Madam Speaker, I would like to ask a few questions of the Bloc Québécois member who has just spoken.
I listened very carefully to the member's speech. I was with him when he condemned the government for the introduction of a budget that failed to deliver what was needed for affordable housing and energy retrofitting. I was with him absolutely all the way when he condemned the budget because it did not put money, as promised, into post-secondary education and training. I was with him all the way when he talked about how disgraceful it was that the original Liberal budget introduced in the House did not commit in any meaningful way to overseas development assistance. It did not even come close to putting in place timetables and targets to deliver on our longstanding commitment, actually a standard set by Canada in the first instance, of moving to commit 0.7% of our GDP to overseas development assistance.
Then he lost me, because he then said that his party could not support Bill C-48, which actually brings in concrete remedies for every one of those things that the Bloc members say was wrong with the original budget.
Let me make it absolutely clear that the budget does not deal with all of the shortcomings. It does not deal with everything we would like to see remedied. However, it is absolutely not accurate to characterize the budget as failing to address any of these things which the member himself outlined as priorities, because it precisely commits to deliver $4.5 billion. I get excited at the thought of that money being directed to the very priorities the member talked about.
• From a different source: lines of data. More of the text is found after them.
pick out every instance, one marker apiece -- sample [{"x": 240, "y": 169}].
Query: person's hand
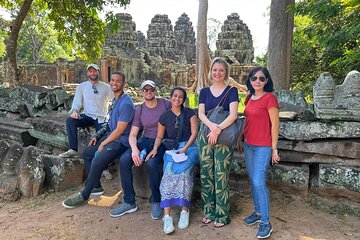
[
  {"x": 275, "y": 156},
  {"x": 212, "y": 137},
  {"x": 151, "y": 154},
  {"x": 75, "y": 115},
  {"x": 240, "y": 146},
  {"x": 92, "y": 142},
  {"x": 101, "y": 147},
  {"x": 181, "y": 150},
  {"x": 135, "y": 154}
]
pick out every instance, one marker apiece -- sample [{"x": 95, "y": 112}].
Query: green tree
[
  {"x": 326, "y": 38},
  {"x": 77, "y": 23}
]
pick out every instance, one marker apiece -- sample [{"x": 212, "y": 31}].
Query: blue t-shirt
[
  {"x": 168, "y": 120},
  {"x": 210, "y": 101},
  {"x": 123, "y": 111}
]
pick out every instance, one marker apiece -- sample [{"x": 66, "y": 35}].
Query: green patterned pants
[{"x": 214, "y": 175}]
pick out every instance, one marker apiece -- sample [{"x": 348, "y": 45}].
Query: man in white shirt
[{"x": 93, "y": 97}]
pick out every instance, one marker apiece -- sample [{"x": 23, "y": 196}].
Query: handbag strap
[{"x": 181, "y": 125}]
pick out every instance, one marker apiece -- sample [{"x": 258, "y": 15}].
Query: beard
[{"x": 93, "y": 77}]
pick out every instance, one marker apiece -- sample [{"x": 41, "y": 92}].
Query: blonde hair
[{"x": 224, "y": 63}]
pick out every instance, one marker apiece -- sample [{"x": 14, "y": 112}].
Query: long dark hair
[{"x": 269, "y": 86}]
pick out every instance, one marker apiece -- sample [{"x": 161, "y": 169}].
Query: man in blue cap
[{"x": 92, "y": 98}]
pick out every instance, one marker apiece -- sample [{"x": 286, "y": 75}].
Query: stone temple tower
[
  {"x": 235, "y": 41},
  {"x": 160, "y": 37},
  {"x": 185, "y": 39}
]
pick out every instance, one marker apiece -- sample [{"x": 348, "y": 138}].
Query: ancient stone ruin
[
  {"x": 235, "y": 41},
  {"x": 318, "y": 154}
]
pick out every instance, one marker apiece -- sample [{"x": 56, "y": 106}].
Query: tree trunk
[
  {"x": 202, "y": 51},
  {"x": 280, "y": 38},
  {"x": 11, "y": 44}
]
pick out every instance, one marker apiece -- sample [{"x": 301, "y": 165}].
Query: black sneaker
[
  {"x": 265, "y": 230},
  {"x": 74, "y": 202},
  {"x": 97, "y": 191},
  {"x": 252, "y": 219}
]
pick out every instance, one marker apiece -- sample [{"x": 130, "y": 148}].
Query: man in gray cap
[
  {"x": 92, "y": 98},
  {"x": 146, "y": 118}
]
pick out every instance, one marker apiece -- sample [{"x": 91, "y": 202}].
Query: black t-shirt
[{"x": 168, "y": 120}]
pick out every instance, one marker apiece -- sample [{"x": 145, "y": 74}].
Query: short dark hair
[
  {"x": 121, "y": 74},
  {"x": 180, "y": 89},
  {"x": 269, "y": 86}
]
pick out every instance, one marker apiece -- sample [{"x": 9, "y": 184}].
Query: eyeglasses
[
  {"x": 95, "y": 89},
  {"x": 262, "y": 79},
  {"x": 177, "y": 122},
  {"x": 148, "y": 90}
]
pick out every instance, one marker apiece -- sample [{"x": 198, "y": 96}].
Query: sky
[{"x": 254, "y": 13}]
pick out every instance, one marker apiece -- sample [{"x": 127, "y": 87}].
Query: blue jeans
[
  {"x": 153, "y": 167},
  {"x": 257, "y": 163},
  {"x": 96, "y": 165},
  {"x": 73, "y": 124}
]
I wonder if he could explain how it is that the very priorities he mentioned now are addressed in Bill C-48, yet he is rationalizing his way to a partnership with a party that he absolutely knows would not stand behind any of those priorities. It never has and never will. The damage and destruction caused by that party, by the ultra cons, the no longer progressive Conservatives, is exactly why we are in desperate shape trying to rebuild commitments to affordable housing, post-secondary education, energy retrofitting, public transit, all of the things that have been torn down because of the responsiveness of the Liberal government to those pressures not to do those things. Now the member wants to enter into an alliance with that party and call it progress. How does he explain that?